PARIS, Apr. 5 -- BP PLC is showing impatience at the slow opening of France's natural gas market. Newly named BP France Pres. Patrick Haas told a press conference last week that his company has taken an active part in the national debate on the opening of the gas market.

The company recently forwarded a set of "concrete" measures that will likely improve the flexibility in third-party access to the gas network as well as to other logistic infrastructures, such as LNG terminals and gas storage facilities, Haas said. These measures were sent to the network's various industry players and other concerned regulatory authorities.

In particular, BP is strongly advocating a substantial gas release program to bring more spot gas to a market limited by the long-term take-or-pay contracts which supply France through Gaz de France.

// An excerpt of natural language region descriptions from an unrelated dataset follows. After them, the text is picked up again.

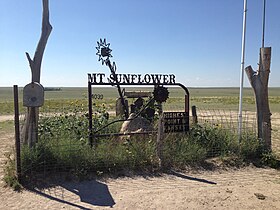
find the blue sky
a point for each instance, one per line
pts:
(198, 41)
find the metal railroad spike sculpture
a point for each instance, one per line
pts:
(104, 53)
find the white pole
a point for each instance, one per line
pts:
(242, 72)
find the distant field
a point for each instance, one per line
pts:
(216, 98)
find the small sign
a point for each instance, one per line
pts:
(33, 95)
(175, 122)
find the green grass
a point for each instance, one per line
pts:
(218, 98)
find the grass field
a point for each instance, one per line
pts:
(216, 98)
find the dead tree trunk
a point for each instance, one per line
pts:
(30, 127)
(259, 82)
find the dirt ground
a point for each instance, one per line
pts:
(246, 188)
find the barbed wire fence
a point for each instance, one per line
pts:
(71, 147)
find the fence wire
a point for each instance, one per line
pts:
(63, 144)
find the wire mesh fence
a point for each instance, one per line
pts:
(63, 147)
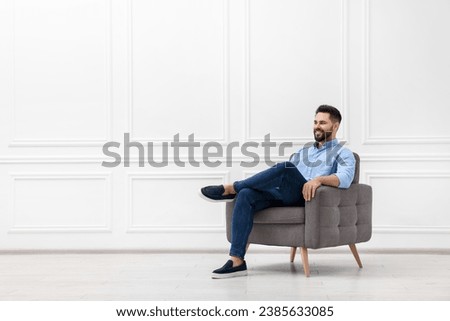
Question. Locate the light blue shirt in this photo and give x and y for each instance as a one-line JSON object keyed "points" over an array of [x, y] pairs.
{"points": [[330, 158]]}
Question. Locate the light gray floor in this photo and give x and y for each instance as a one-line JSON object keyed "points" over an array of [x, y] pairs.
{"points": [[176, 276]]}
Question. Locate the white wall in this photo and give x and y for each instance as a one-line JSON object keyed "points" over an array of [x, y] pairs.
{"points": [[76, 74]]}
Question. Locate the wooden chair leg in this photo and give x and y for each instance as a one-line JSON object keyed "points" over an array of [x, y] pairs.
{"points": [[293, 251], [355, 254], [304, 254]]}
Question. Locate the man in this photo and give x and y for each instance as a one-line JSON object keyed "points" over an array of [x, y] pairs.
{"points": [[326, 162]]}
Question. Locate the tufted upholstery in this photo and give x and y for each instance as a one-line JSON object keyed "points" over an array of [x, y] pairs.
{"points": [[333, 217]]}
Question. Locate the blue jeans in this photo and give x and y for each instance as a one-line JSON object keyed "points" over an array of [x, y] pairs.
{"points": [[280, 185]]}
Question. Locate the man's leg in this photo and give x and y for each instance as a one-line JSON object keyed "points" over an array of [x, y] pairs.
{"points": [[268, 180], [271, 179], [248, 201]]}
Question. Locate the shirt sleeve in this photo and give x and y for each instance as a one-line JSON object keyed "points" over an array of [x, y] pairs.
{"points": [[345, 168]]}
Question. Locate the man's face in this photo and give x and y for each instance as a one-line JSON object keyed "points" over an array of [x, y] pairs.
{"points": [[323, 128]]}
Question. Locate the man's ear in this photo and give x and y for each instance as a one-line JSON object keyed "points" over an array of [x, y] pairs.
{"points": [[336, 126]]}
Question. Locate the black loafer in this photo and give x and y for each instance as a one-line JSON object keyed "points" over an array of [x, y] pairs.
{"points": [[228, 271], [214, 193]]}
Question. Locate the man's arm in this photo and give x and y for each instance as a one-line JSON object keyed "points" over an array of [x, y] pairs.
{"points": [[309, 189]]}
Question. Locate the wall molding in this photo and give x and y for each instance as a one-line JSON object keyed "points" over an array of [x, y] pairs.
{"points": [[37, 142], [368, 138], [106, 177], [407, 229], [226, 79], [344, 79], [131, 228]]}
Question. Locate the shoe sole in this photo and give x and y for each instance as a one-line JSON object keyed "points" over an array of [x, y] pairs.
{"points": [[228, 275], [214, 201]]}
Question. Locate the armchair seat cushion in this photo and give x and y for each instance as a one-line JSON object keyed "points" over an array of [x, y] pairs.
{"points": [[280, 215]]}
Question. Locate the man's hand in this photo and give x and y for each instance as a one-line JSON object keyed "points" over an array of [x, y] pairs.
{"points": [[309, 189]]}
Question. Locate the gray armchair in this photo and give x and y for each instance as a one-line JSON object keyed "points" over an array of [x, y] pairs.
{"points": [[332, 218]]}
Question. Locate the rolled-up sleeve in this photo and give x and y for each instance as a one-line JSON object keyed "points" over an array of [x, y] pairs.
{"points": [[345, 168]]}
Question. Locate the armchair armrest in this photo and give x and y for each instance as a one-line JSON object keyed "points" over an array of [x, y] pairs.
{"points": [[338, 216]]}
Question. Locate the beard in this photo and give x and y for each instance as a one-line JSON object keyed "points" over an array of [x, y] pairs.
{"points": [[319, 135]]}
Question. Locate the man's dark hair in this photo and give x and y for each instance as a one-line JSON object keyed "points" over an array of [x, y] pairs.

Haas is lobbying for 15-20% of these natural gas supplies to be auctioned off to other operators in the form of 2- to 3-year, medium-term contracts. He said that BP must find ways of bridging the gap to 2007, when the southern part of France becomes open to competition as GDF and Total SA bring on stream a second LNG terminal at Fos Cavaou on the Mediterranean Sea.

So far only the northern part of France can be supplied with spot gas, which ensures a competitive opening of the market for the 1,200 eligible large gas-consuming clients. BP supplies very few sites in that area, and also is constrained by the fact that spot gas, since 2003, is much more expensive than the long-term contract gas as demand rises from the US, in particular, drying up the EU market.

In addition, access to the Fos-sur-Mer LNG terminal is expensive for small deliveries, and large deliveries would require access to GDF's storage facilities, which have not yet been organized.

"We cannot even supply with natural gas our Lavéra site in southern France," Haas complained. "We must still buy our gas from Gaz de France." He indicated that BP would willingly take a stake, jointly with GDF and Total, in the new and larger nearby Fos-Cavaou LNG terminal, which is due on stream in 2007.

BP also has an eye on the new gas import facility improvements—also due on stream in 2007—which will supply southern France. Facility upgrades call for the construction of a gas pipeline from Bilbao, Spain, to Lussagnet, France as well as the bolstering of capacity through the Lacal-Calahorra gas pipeline. This line, if joined to the Fos-Cavaou terminal, could open up the possibility of a Spain-to-France delivery system that could be used to import Algerian gas through a gas pipeline though Spain.

BP is all the more impatient to have access to "liberalized" natural gas as France's market is due to open on July 1 to 530,000 professional clients representing two-thirds of France's natural gas consumption.